A lot of time, energy and emotion can be saved if we could just allow ourselves to see the truth and accept it.  People’s actions tell us everything we need to know, but we can be so blinded by our own desires for how things could be, that we refuse to see things as they are.  This is why cultivating our intuition, building and holding our power, investing in and loving ourselves is so so important.  It’s important for anyone, but it’s especially important for any sensitive human being, because when our hearts are already full, we do not need to manipulate others to get our needs met, nor are we willing to allow ourselves to be manipulated.

 

Now, let’s talk about energy vampires.  What does that really mean?  We live in two worlds (probably more) simultaneously.  The dense world that we see when we look around, and the energetic world that infuses all of it.  When I say vampire, I don’t mean like the cheesy ones from the movies.  That is just symbolic of something much more subtle, much more dangerous, and much more a part of our natural world than most people realize.  Now it should be noted that  just because something is dangerous doesn’t automatically mean it’s evil.  A rattlesnake can bite and potentially kill me, but it’s just being a rattlesnake, there’s no malice in that.  The Sun is self regenerating, always burning and always creating it’s own light.  The moon doesn’t glow because it generates it’s own light, it is reflecting the light of the sun.  It is seen everywhere in nature that there are creatures that learn to live in harmony WITH one another, and those that take what they want FROM another.  Obviously nature isn’t always kind and it isn’t always fair, but for us human beings, we are equipped with something profoundly powerful,  so much more powerful that any of us even realize.  Something that can make our time on this earth heaven, or absolute hell.  That something is, choice.

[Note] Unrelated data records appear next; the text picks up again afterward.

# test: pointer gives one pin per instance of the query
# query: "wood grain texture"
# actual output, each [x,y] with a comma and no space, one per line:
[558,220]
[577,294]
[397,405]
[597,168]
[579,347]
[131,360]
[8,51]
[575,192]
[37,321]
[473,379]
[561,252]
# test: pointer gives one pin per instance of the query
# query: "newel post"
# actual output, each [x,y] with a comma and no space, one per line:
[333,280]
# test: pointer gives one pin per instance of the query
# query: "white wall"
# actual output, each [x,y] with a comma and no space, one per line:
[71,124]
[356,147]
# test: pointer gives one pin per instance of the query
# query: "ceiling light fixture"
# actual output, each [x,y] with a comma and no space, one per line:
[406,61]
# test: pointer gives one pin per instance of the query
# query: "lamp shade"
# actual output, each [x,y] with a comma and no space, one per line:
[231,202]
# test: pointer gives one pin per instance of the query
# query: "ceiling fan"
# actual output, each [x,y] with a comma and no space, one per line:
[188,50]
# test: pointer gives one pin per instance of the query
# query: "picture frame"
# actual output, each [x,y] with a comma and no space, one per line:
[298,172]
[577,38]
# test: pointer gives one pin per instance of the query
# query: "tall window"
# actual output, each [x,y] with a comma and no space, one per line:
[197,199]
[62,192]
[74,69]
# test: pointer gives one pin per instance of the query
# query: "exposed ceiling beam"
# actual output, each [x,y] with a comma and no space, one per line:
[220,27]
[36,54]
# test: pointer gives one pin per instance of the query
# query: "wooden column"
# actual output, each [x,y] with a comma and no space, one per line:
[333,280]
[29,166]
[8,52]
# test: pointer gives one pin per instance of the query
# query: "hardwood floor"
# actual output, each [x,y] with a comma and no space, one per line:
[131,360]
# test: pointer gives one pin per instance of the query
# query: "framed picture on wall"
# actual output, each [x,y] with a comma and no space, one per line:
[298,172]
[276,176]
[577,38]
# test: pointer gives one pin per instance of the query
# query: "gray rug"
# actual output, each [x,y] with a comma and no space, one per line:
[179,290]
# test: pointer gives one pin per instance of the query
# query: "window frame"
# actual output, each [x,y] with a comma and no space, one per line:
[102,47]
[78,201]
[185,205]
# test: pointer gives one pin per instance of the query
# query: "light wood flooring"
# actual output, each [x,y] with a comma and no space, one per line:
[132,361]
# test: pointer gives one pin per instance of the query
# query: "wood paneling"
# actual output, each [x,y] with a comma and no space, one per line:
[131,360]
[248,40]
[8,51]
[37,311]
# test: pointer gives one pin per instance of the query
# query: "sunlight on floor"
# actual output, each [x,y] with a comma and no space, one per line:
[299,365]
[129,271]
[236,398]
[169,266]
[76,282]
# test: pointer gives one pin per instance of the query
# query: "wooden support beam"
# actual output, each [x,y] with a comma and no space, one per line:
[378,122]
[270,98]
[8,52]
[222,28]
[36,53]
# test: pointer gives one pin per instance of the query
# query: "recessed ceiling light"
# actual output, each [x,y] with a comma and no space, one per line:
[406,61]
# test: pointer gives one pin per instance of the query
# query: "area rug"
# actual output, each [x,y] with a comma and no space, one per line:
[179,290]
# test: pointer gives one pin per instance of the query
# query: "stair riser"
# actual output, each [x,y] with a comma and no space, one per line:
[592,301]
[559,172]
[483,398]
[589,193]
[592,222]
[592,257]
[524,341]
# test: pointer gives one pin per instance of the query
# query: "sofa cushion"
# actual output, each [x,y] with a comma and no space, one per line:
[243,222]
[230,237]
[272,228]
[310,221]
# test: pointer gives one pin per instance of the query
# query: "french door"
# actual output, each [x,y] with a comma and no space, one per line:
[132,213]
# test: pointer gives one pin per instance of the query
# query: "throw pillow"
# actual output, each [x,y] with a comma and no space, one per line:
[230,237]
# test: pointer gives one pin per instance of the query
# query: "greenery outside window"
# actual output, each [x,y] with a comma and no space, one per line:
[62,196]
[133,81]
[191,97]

We can choose.  We can choose who we want to be around, and whom to have close. We can choose what we want to do with our time, and what to think about.  Every single day we are making hundreds of choices without even realizing it.  You choose to go into the bathroom to take a pee.  Yes that’s a choice, you’re not choosing to go outside to pee- or maybe you are).  You choose to go to work, and not stay home today.  You make choices all day every day.  Things may happen in our lives that we didn’t choose, but then we choose what those occurrences mean to us.  Choice is one of the most powerful gifts we have in this life and once we really grasp that fact, we will become VERY deliberate about what we choose.

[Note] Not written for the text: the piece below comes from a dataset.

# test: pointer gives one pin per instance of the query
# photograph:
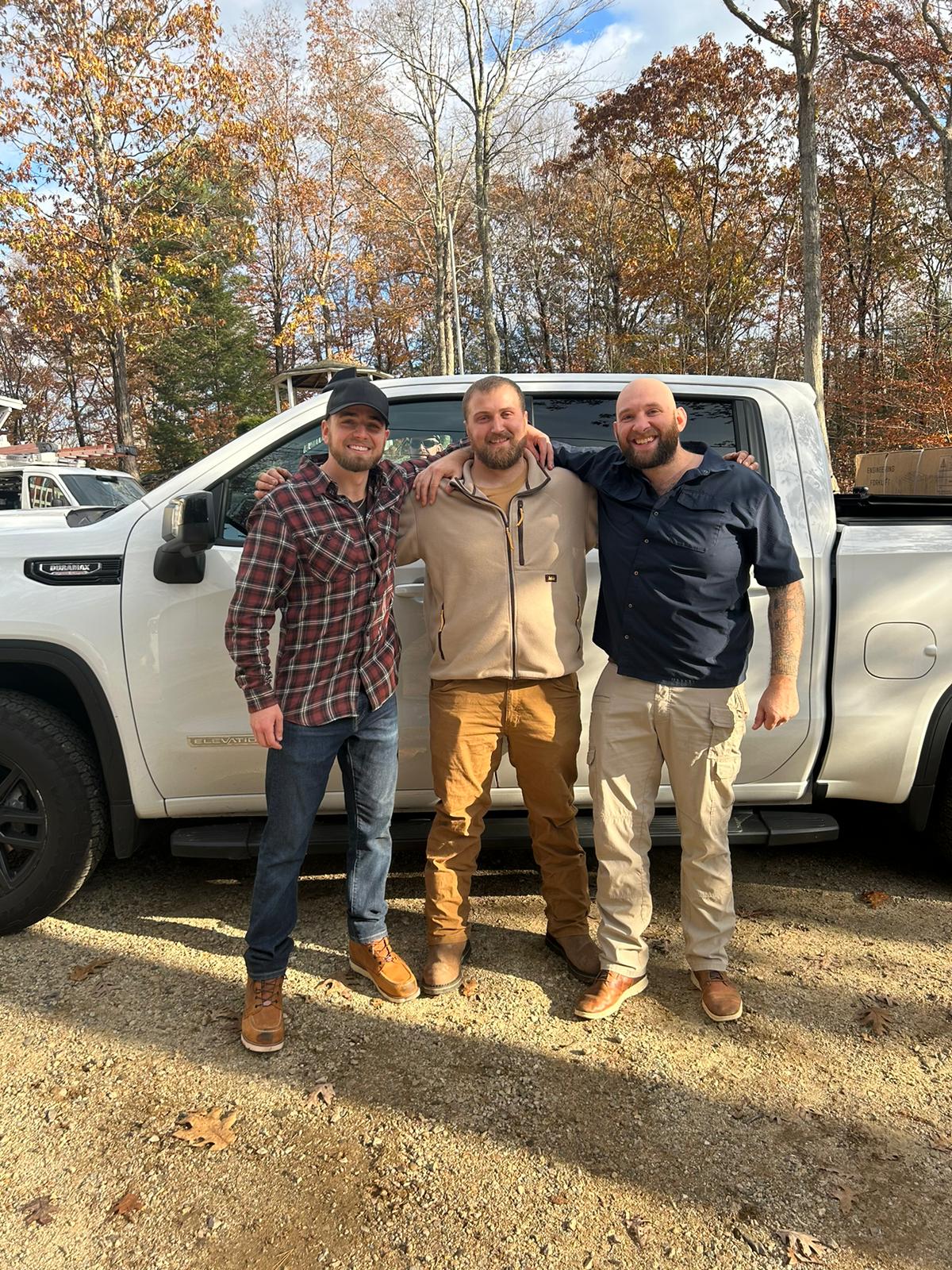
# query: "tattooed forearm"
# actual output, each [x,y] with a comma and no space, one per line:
[785,615]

Now I will finally circle back to my point.  In this world, there are light makers, and there are light takers.  If someone shows you that they are a taker, believe them.  I mean… Believe them the first time, and then simply step out of the way and let them pass.  If someone is a light maker, you will know it, because being around them feels light.  It’s not hard work, it’s not draining, or heavy.  Takers leave you feeling disoriented.  When you are around light makers you will feel seen, heard, and appreciated as you are, and you don’t feel depleted after being with them because when you are with them you feel like they give back to you as much as they take, or more, without keeping tabs.  Not all takers are bad, they are just doing what they do, like the little parasite fish is doing what it does, but here’s the thing- parasites creep me out, just like people who are looking for some good loving energy to steal because they haven’t made their own creep me out.  Now that I am a bit older, and a much wiser empath I will say this, “The light takers no longer interest me, it’s the light makers I look for,  recognize, and align myself with, and whenever a thirsty, crusty little succubus come sniffing around me looking for a fix, I just exercise this tremendous gift of choice I’ve been given and simply say to them…“ahhh no thanks, I’ll pass”.